This repo contains code examples that demonstrate how to use cleanlab with real-world models/datasets, how its underlying algorithms work, how to get better results from cleanlab via more advanced functionality than is demonstrated in the quickstart tutorials, and how to train certain models used in some tutorials.
To quickly learn the basics of running cleanlab on your own data, we recommend first starting here before diving into the examples below.
Example | Description | |
---|---|---|
1 | find_label_errors_iris | Find label errors introduced into the Iris classification dataset. |
2 | classifier_comparison | Use CleanLearning to train 10 different classifiers on 4 dataset distributions with label errors. |
3 | hyperparameter_optimization | Hyperparameter optimization to find the best settings of CleanLearning's optional parameters. |
4 | simplifying_confident_learning | Straightforward implementation of Confident Learning algorithm with raw numpy code. |
5 | visualizing_confident_learning | See how cleanlab estimates parameters of the label error distribution (noise matrix). |
6 | cnn_mnist | Finding label errors in MNIST image data with a Convolutional Neural Network |
7 | huggingface_keras_imdb | CleanLearning for text classification with Keras Model + pretrained BERT backbone and Tensorflow Dataset. |
8 | fasttext_amazon_reviews | Finding label errors in Amazon Reviews text dataset using a cleanlab-compatible FastText model |
9 | multiannotator_cifar10 | Iteratively improve consensus labels and trained classifier from data labeled by mulitple annotators. |
10 | outlier_detection_cifar10 | Train AutoML for image classification and use it to detect out-of-distribution images. |
11 | entity_recognition | Train Transformer model for Named Entity Recognition and produce out-of-sample pred_probs for cleanlab.token_classification. |
12 | cnn_coteaching_cifar10 | Train a Convolutional Neural Network on noisily labeled Cifar10 image data using cleanlab with coteaching. |
To run the latest example notebooks, execute the commands below which will install the required libraries in a virtual environment.

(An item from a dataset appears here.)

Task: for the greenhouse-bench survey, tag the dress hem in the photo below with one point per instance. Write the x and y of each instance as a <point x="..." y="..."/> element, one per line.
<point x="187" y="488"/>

$ python -m pip install virtualenv
$ python -m venv cleanlab-examples # creates a new venv named cleanlab-examples
$ source cleanlab-examples/bin/activate
$ python -m pip install -r requirements.txt
It is recommended to run the examples with the latest stable cleanlab release (pip install cleanlab
).
However be aware that notebooks in the master branch of this repository are assumed to correspond to master branch version of cleanlab, hence some very-recently added examples may require you to instead install the master branch of cleanlab (pip install git+https://github.com/cleanlab/cleanlab.git
).
You may run the notebooks individually or run the bash script below which will execute and save each notebook (for examples: 1-7). Note that before executing the script to run all notebooks for the first time you will need to create a jupyter kernel named cleanlab-examples
. Be sure that you have already created and activated the virtual environment (steps provided above) before running the following command to create the jupyter kernel.

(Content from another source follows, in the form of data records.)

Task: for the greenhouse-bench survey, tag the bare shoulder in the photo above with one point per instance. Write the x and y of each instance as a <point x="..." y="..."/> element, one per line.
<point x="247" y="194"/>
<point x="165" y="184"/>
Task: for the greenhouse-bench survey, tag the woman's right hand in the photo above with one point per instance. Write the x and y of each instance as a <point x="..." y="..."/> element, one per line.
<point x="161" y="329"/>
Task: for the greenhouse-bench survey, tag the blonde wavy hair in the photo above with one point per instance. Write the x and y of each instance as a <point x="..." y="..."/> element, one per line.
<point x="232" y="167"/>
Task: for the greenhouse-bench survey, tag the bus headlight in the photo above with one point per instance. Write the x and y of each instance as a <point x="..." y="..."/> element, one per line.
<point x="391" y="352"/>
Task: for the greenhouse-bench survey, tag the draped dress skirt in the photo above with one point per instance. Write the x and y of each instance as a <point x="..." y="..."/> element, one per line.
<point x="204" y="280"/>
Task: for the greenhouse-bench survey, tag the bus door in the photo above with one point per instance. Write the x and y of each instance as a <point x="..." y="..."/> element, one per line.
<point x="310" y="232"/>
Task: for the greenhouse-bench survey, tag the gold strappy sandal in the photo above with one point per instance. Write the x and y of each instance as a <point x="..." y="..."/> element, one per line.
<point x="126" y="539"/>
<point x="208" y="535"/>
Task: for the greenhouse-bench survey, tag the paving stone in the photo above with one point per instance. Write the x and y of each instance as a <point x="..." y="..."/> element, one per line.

$ python -m ipykernel install --user --name=cleanlab-examples
Bash script to run all notebooks:
$ bash ./run_all_notebooks.sh
Instead of installing the requirements for all examples simultaneously via pip install -r requirements.txt
, you can alternatively install only the requirements for one particular example by executing this same command inside of the corresponding folder. This will require that you have installed cleanlab (pip install cleanlab
), and some examples may require you to have the latest developer version of cleanlab from github (pip install git+https://github.com/cleanlab/cleanlab.git
).
For running older versions of cleanlab, you can look at the Tagged Releases of this repository to see the corresponding older versions of the example notebooks.
See the contrib
folder for examples from v1 of cleanlab which may be helpful for reproducing results from the Confident Learning paper.
Copyright (c) 2017-2022 Cleanlab Inc.
All files listed above and contained in this folder (https://github.com/cleanlab/examples) are part of cleanlab.
cleanlab is free software: you can redistribute it and/or modify it under the terms of the GNU Affero General Public License as published by the Free Software Foundation, either version 3 of the License, or (at your option) any later version.
cleanlab is distributed in the hope that it will be useful, but WITHOUT ANY WARRANTY; without even the implied warranty of MERCHANTABILITY or FITNESS FOR A PARTICULAR PURPOSE. See the GNU Affero General Public License for more details.
You should have received a copy of the GNU Affero General Public License in LICENSE.